According to a 2004 report by the Association of Certified Fraud Examiners in Austin, Texas, the median cost of fraud to a small business was $98,000. A typical business organization loses 6% of its annual revenue to occupational fraud, which the ACFE defines as activity ranging from embezzlement to theft of office supplies.

Lack of Controls The reason that small businesses are so vulnerable, experts say, is because few financial controls exist. “The smaller you are, the more likely this is to happen,” ACFE research director John Gill says.

Not only that, but “small companies lose a much bigger percentage of their revenues and profits than big companies,” says Gary Zeune, an accountant, fraud expert, and founder of The Pros & The Cons (www.thepros andthecons.com), a Web site dealing with employee fraud and abuse. “Typically the only control [owners] have in place is blind trust,” Zeune says.

Small companies, Gill says, are particularly “vulnerable to cash theft,” which “can be someone on the staff or it can be a professional bookkeeper.” Thieves typically take the form of employees (or outsourced providers of accounting services) who write themselves checks or pay bills improperly, i.e., disbursing your company's funds to friends or shell companies via bogus invoices. In the absence of oversight — that is, someone to check and cross-check — temptation abounds.

Preventive Steps According to the ACFE, the most cost-effective way to deal with fraud is to prevent it. To do that:

Use employment background checks of prospective hires. Include a driving record search, consumer bankruptcy record search, county criminal record search, employment verification, employment credit report, and education verification. The cost? Typically $100 to $150 per employee. “Sometimes you'll pick up amazing things; people fired for fraud who didn't put that down on their application. Or long lists of arrests,” says Gregory Bangs, vice president and global product manager for crime at Chubb Group of Insurance Companies in Warren, N.J.

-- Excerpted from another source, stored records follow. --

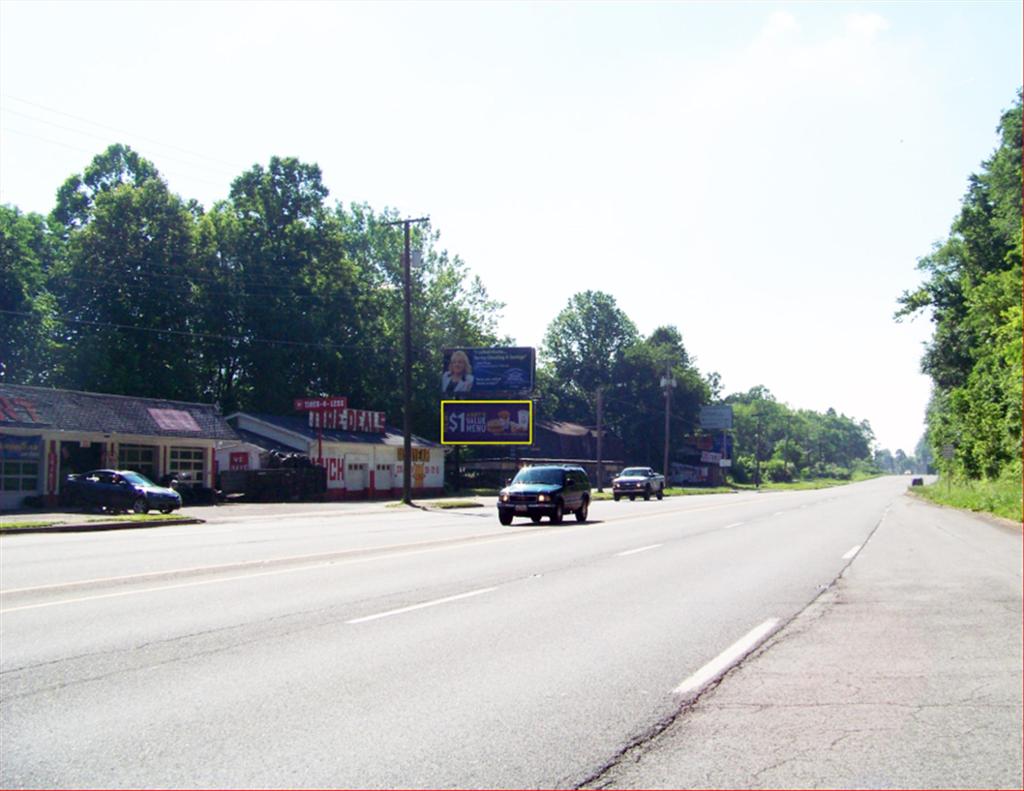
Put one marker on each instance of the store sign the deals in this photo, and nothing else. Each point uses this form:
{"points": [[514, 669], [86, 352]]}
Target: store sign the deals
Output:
{"points": [[486, 422]]}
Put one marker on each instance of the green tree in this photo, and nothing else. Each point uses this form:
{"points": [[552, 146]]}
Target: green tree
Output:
{"points": [[29, 322], [973, 290]]}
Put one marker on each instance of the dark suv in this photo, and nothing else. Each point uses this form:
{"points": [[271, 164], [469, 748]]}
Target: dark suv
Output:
{"points": [[546, 491]]}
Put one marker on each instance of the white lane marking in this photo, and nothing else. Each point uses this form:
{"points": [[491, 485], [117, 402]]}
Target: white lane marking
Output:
{"points": [[436, 601], [727, 658], [641, 549]]}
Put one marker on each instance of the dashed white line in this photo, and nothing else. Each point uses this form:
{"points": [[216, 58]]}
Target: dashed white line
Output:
{"points": [[727, 658], [640, 549], [434, 602]]}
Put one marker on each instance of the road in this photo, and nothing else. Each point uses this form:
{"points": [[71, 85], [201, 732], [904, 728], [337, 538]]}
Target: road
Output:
{"points": [[375, 648]]}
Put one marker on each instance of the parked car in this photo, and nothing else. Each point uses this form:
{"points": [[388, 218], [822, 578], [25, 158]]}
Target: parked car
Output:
{"points": [[638, 481], [121, 490], [546, 491]]}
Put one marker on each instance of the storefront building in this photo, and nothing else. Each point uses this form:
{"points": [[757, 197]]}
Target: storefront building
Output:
{"points": [[358, 463], [47, 434]]}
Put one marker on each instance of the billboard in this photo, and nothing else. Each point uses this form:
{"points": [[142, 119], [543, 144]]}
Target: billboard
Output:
{"points": [[716, 418], [488, 371], [486, 422]]}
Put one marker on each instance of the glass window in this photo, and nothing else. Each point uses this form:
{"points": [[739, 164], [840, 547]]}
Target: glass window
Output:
{"points": [[141, 458], [18, 475], [187, 463]]}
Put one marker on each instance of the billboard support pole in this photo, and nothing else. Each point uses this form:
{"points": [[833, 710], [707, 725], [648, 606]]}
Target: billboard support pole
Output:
{"points": [[407, 423]]}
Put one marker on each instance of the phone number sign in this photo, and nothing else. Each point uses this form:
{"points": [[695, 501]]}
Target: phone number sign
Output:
{"points": [[486, 422]]}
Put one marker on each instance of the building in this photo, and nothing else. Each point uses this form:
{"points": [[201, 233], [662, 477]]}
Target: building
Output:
{"points": [[46, 434], [358, 463]]}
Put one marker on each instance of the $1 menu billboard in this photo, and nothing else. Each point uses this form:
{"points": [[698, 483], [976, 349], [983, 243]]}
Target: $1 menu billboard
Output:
{"points": [[486, 422]]}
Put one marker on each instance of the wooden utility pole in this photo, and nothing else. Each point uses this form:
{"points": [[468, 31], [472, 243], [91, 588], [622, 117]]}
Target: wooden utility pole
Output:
{"points": [[407, 423]]}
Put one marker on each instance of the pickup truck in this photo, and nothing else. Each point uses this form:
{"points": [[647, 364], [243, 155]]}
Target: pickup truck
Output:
{"points": [[638, 481]]}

Make sure the employee who writes or deposits checks does not balance the bank statements. “If someone in the company prepares payroll, have an outside bookkeeper reconcile the bank statements and review that every month,” Gill advises. Similarly, if you use an outside bookkeeper, have an employee check that person's work.

The business owner should open the bank statements. This ensures that payees are bona fide and that there are no forged signatures. According to Zeune, one of the easiest, no-cost controls is to have bank statements sent to your home. “All you have to do is rip it open and take a few minutes to go through every check,” he says. “That will eliminate 98% of all thefts out of checking accounts.”

Review and approve every check that goes out, as well as all company credit card transactions. Require countersignatures on all checks, and avoid signing blank ones.

Make a practice of doing something unpredictable. Call the companies or individuals listed on expense forms or ask your bookkeeper to pull invoices so you can match them to company checks. This lets the sales and office staffs know that attention is being paid.

Match materials expenses against job specifications and invoices. Pay particular attention to increases in the amount of materials wasted on jobs. If a 5% waste factor on siding jobs is suddenly coming in at 10% or 15% for no obvious reason, that mean someone is helping themselves to your materials.

Crime Insurance A final line of defense is crime insurance. This is a policy that safeguards your company against loss from embezzlement and other white-collar crime. Bangs says that such policies are “blanket” — meaning “if anybody steals from that employer, [the employer] is covered.” Rates are determined by the type and size of the business, its loss experience, and “the quality of their internal control procedures that could detect and mitigate fraud,” as well as the degree of liability and the size of the deductible. That said, Bangs estimates small companies would pay anywhere from $1,500 to $5,000 annually to put such a policy in place.